The trend is likely to continue downwards for a while, so we'll be looking at a flatline decade.

It used to be assumed that index funds held for at least 10 years were a pretty safe investment, but let's take a look at the longer view, again you can click for a magnified view. (Yahoo Charts are a real gem):

Ok, so things got a bit ... stimulating from about 1980 to 1995. No wonder I grew up thinking a 7% return was reasonable, even allowing for the madness of the late 90s.

Now let's drill down a bit at 1968 to 1978 -- including a gap in Yahoo's data.
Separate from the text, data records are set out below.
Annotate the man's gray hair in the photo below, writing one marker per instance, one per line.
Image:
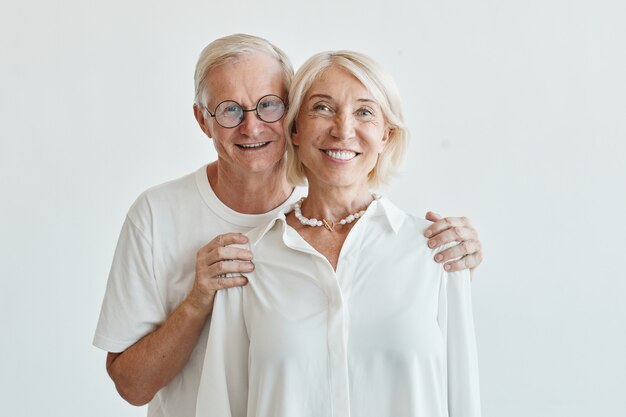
(231, 47)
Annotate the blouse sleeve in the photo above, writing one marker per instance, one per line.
(223, 390)
(456, 320)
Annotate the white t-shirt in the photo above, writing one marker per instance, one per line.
(153, 270)
(389, 334)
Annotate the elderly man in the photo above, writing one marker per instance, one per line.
(159, 297)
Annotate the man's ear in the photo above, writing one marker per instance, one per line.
(198, 112)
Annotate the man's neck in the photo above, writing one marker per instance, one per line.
(247, 193)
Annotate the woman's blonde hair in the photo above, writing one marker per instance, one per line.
(378, 82)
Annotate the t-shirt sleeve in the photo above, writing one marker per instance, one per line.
(457, 324)
(132, 305)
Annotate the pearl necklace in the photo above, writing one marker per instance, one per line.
(328, 224)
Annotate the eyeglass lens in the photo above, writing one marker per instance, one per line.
(269, 109)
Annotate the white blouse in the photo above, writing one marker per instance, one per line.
(390, 333)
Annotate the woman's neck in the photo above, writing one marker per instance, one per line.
(335, 203)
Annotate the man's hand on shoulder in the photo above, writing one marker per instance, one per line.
(454, 229)
(219, 266)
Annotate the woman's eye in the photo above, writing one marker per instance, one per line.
(321, 108)
(365, 113)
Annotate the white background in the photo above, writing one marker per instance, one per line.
(516, 110)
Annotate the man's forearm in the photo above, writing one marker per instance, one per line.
(147, 366)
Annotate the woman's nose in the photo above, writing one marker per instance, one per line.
(343, 128)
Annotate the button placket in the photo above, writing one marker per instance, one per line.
(337, 341)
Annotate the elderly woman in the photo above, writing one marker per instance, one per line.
(316, 332)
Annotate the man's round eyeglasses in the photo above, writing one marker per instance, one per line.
(230, 114)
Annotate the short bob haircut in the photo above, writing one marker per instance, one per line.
(378, 82)
(232, 47)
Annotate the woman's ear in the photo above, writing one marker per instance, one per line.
(385, 140)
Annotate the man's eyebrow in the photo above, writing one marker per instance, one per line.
(324, 96)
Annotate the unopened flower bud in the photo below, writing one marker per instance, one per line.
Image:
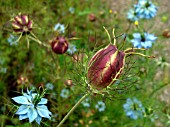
(59, 45)
(105, 67)
(22, 24)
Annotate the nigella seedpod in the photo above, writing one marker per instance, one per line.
(59, 45)
(22, 24)
(105, 67)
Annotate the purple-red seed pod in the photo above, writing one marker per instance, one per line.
(59, 45)
(22, 24)
(105, 66)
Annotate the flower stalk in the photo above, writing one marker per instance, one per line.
(73, 108)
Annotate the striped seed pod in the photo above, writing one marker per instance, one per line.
(105, 67)
(22, 24)
(59, 45)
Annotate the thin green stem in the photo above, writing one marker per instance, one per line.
(73, 108)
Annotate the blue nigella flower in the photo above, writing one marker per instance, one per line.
(59, 27)
(100, 106)
(145, 9)
(143, 40)
(49, 86)
(71, 49)
(12, 40)
(64, 93)
(85, 103)
(133, 108)
(32, 107)
(132, 15)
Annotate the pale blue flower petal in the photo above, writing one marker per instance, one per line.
(43, 111)
(23, 116)
(43, 101)
(23, 109)
(38, 119)
(32, 114)
(21, 100)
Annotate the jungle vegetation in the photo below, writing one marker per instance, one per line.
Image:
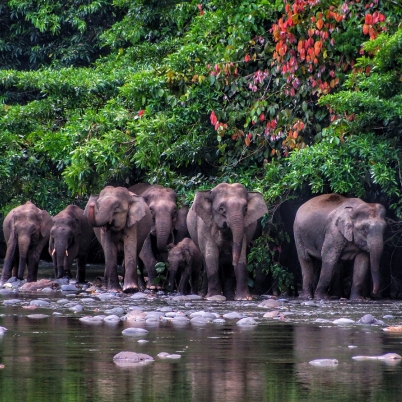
(289, 97)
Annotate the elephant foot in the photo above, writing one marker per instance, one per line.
(130, 289)
(322, 296)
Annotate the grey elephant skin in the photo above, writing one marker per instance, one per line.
(222, 223)
(167, 224)
(122, 221)
(185, 264)
(70, 238)
(332, 229)
(26, 231)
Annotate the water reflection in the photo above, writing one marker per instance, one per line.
(60, 358)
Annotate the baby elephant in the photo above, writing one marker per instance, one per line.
(185, 263)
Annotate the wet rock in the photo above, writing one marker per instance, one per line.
(271, 314)
(386, 357)
(219, 321)
(39, 303)
(368, 319)
(233, 315)
(115, 311)
(127, 359)
(343, 321)
(163, 355)
(138, 295)
(98, 319)
(12, 302)
(77, 308)
(216, 298)
(270, 303)
(134, 331)
(324, 362)
(38, 316)
(393, 328)
(112, 319)
(248, 321)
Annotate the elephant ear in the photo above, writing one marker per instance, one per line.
(92, 198)
(137, 209)
(344, 223)
(46, 223)
(203, 206)
(256, 208)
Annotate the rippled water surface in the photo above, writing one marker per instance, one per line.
(60, 358)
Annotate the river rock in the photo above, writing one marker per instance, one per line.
(233, 315)
(38, 316)
(270, 303)
(248, 321)
(98, 319)
(386, 357)
(324, 362)
(343, 321)
(134, 331)
(368, 319)
(271, 314)
(127, 359)
(39, 303)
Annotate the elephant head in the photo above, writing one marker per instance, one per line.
(231, 209)
(162, 204)
(364, 225)
(114, 209)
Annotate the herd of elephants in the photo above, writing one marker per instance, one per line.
(205, 245)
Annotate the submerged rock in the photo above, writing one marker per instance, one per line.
(127, 359)
(324, 362)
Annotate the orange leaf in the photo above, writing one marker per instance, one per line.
(320, 24)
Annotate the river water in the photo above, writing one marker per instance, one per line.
(49, 354)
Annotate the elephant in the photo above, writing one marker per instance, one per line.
(222, 222)
(122, 222)
(166, 224)
(332, 230)
(185, 264)
(26, 231)
(70, 238)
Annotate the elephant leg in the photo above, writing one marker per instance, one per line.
(149, 260)
(184, 281)
(360, 271)
(110, 250)
(81, 264)
(130, 263)
(212, 269)
(307, 268)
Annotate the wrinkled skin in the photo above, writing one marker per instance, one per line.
(122, 221)
(166, 224)
(331, 229)
(222, 223)
(26, 231)
(70, 238)
(185, 263)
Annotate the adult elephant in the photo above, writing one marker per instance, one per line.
(331, 228)
(70, 238)
(167, 224)
(222, 223)
(122, 221)
(26, 231)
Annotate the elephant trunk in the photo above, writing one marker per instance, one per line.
(237, 227)
(376, 247)
(91, 214)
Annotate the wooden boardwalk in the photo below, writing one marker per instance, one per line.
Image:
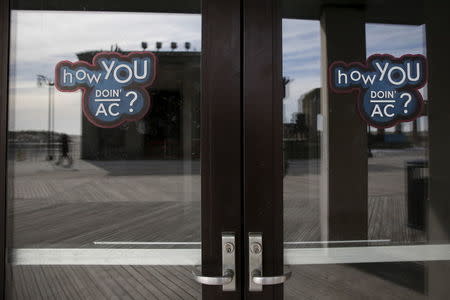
(173, 282)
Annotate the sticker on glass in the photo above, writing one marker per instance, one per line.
(387, 87)
(113, 86)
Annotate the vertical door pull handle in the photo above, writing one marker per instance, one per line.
(255, 258)
(228, 278)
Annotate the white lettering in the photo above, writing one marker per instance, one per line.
(382, 70)
(402, 78)
(130, 73)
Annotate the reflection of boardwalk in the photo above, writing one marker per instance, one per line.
(103, 283)
(148, 201)
(174, 282)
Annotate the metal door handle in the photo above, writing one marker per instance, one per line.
(261, 280)
(223, 280)
(227, 280)
(255, 270)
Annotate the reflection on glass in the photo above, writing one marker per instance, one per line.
(398, 183)
(75, 186)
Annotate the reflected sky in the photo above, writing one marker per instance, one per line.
(301, 53)
(39, 40)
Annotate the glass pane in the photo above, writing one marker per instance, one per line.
(102, 210)
(361, 219)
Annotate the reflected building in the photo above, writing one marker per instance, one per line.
(171, 128)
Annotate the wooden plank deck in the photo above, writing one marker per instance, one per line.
(156, 201)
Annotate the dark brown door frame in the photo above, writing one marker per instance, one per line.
(221, 139)
(263, 136)
(221, 130)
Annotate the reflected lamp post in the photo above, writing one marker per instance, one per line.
(45, 81)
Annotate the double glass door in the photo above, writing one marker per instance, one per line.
(225, 149)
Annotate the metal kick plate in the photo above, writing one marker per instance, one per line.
(229, 259)
(255, 252)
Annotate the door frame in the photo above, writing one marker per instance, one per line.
(221, 130)
(4, 70)
(263, 137)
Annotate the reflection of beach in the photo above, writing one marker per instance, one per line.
(108, 200)
(156, 201)
(120, 200)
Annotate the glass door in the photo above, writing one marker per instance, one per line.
(123, 149)
(346, 148)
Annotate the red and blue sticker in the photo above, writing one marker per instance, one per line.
(114, 86)
(387, 87)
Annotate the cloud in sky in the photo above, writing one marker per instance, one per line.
(40, 39)
(301, 53)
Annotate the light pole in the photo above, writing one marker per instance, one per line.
(44, 80)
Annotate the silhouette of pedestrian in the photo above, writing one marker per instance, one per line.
(64, 149)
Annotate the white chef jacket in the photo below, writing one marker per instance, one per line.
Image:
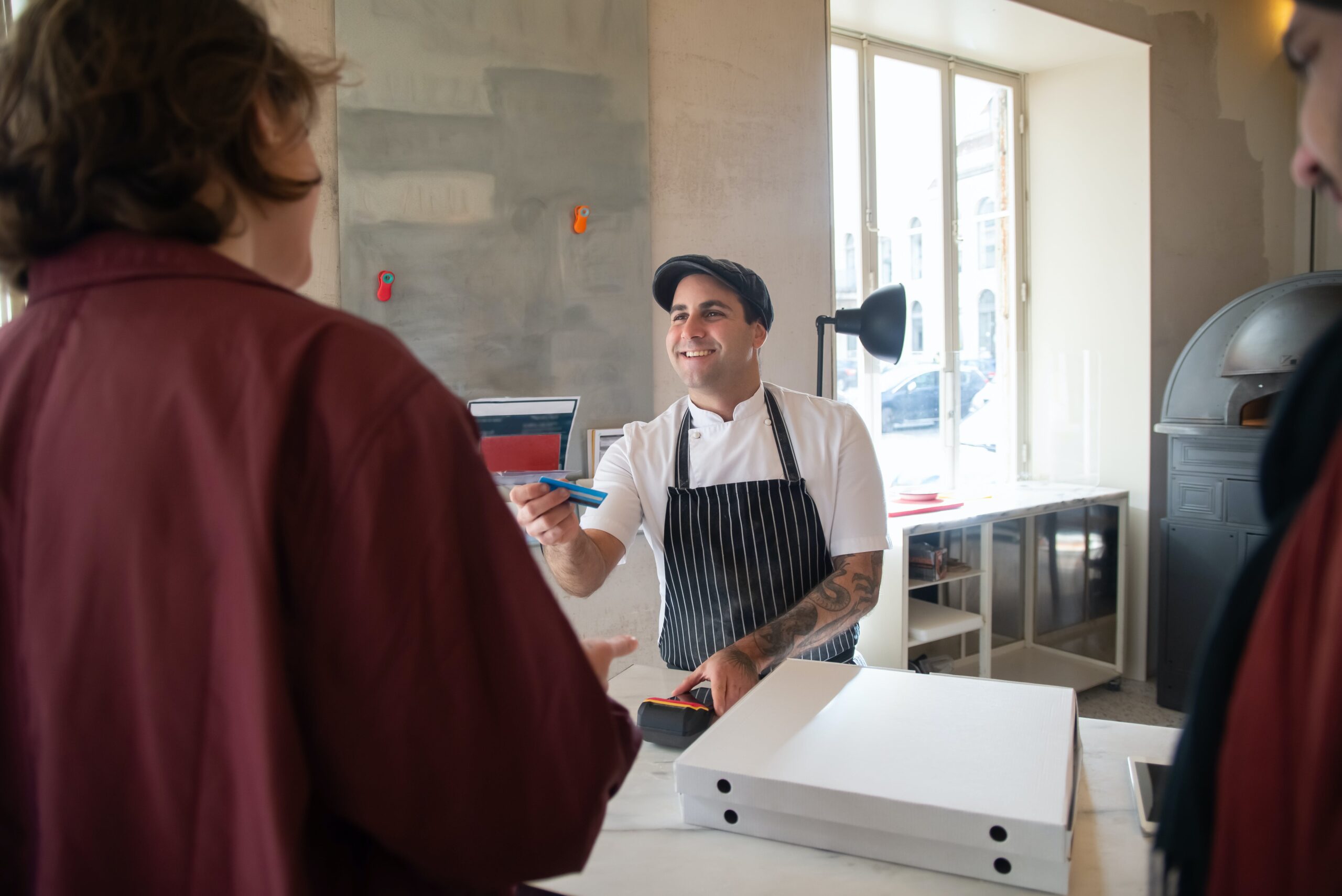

On this scale it's almost as volatile as 2000-2008, but over that decade things are flat to negative. Since inflation in those days ran at 8-12% the real returns were probably much worse than what we see here even after adjusting for higher dividend payments.

Stocks sucked in the 70s.


So we see that the "stocks are the safest investment" over a decade all depends on which decade you're talking about. Really, the long term safe return period is more over fifty years than ten years. So that means by the time a physician gets real income at age 30, they're already too old to bet on a 50 year outcome.

Our current retirement plans are to take up smoking, hang gliding, base jumping and heroin at age 65.

Thank you GOP. You've sure done wonders for us.